Train_cats vs get_dummies


#1

I am creating another thread for the question originally from wiki for Lesson 1, as I think it requires a separate discussion. Reproducing the question as-is:

While looking at the pandas documentation, I see a method called “get_dummies”:

https://pandas.pydata.org/pandas-docs/stable/generated/pandas.get_dummies.html

which can convert categorical values to indicator/dummy variables.

I ran it on the bulldozer dataset and the output is similar to “one hot encoding”.
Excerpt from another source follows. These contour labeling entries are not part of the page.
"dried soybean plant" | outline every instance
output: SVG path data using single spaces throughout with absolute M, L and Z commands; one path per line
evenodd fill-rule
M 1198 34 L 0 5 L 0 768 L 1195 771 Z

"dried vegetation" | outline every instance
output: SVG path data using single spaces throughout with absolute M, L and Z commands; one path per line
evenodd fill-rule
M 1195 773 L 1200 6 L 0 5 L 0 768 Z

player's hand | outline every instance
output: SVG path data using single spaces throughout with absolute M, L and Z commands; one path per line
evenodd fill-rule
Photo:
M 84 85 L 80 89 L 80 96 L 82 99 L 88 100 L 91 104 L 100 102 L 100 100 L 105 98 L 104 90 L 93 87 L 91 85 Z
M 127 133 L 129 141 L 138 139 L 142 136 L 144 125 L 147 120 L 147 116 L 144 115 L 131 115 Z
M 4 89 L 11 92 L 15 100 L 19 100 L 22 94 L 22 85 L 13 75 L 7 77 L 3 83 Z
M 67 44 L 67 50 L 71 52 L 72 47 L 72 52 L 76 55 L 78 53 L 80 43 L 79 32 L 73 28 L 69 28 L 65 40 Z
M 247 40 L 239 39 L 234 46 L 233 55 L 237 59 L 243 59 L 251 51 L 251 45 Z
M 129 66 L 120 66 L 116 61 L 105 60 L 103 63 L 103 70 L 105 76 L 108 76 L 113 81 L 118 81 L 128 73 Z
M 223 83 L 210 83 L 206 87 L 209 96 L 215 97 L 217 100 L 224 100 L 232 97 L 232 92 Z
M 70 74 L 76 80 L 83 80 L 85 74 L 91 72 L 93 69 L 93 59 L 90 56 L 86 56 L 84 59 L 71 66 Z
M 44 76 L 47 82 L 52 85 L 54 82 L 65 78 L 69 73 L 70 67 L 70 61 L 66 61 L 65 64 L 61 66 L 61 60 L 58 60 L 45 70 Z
So, I am wondering - which is a better method out of the two? Using train_cats to extract category codes or using get_dummies?


(Oleksandr Bratchyk) #2

Hi!
‘train_cats’ method is used for turning ‘string’ type columns into ‘category’ type columns. After the converting, you can pass these categorical columns to ‘get_dummies’ method. Because ‘get_dummies’ requires categorical variables as input. I guess we should use both because they do different work.


(Marc Rostock) #3

There are different reasons for using either one hot encoding or just numericalizing a column. Some of the considerations are discussed in the ML course, ar least lessons 1 and 2 would be interesting to you as they deal with the entire preparation of the same dataset.

Btw, the fastai proc_df function has a parameter max_n_cats that uses the pd.get_dummies under the hood, so you can do that within that processing step if needed.


(Vijay Narayanan Parakimeethal) #4

Hi @marcmuc, Are you using that since proc_df uses pd.get_dummies under the hood, we can use proc_df and pd.get_dummies is not required. Can you please clarify?


(Marc Rostock) #5

I just meant that you could use the proc_df function (which you will use anyways if you follow the course) to also produce the one hot encoded columns. You do not have to do that manually using pandas. But of course you could.


(Vijay Narayanan Parakimeethal) #6

Understood Thanks! I did not know that. Will explore the max_n_cats parameter to see how the enables one_hot_encoding.


#7

I might have missed it, what were the considerations to numericalize a column vs one hot encoding?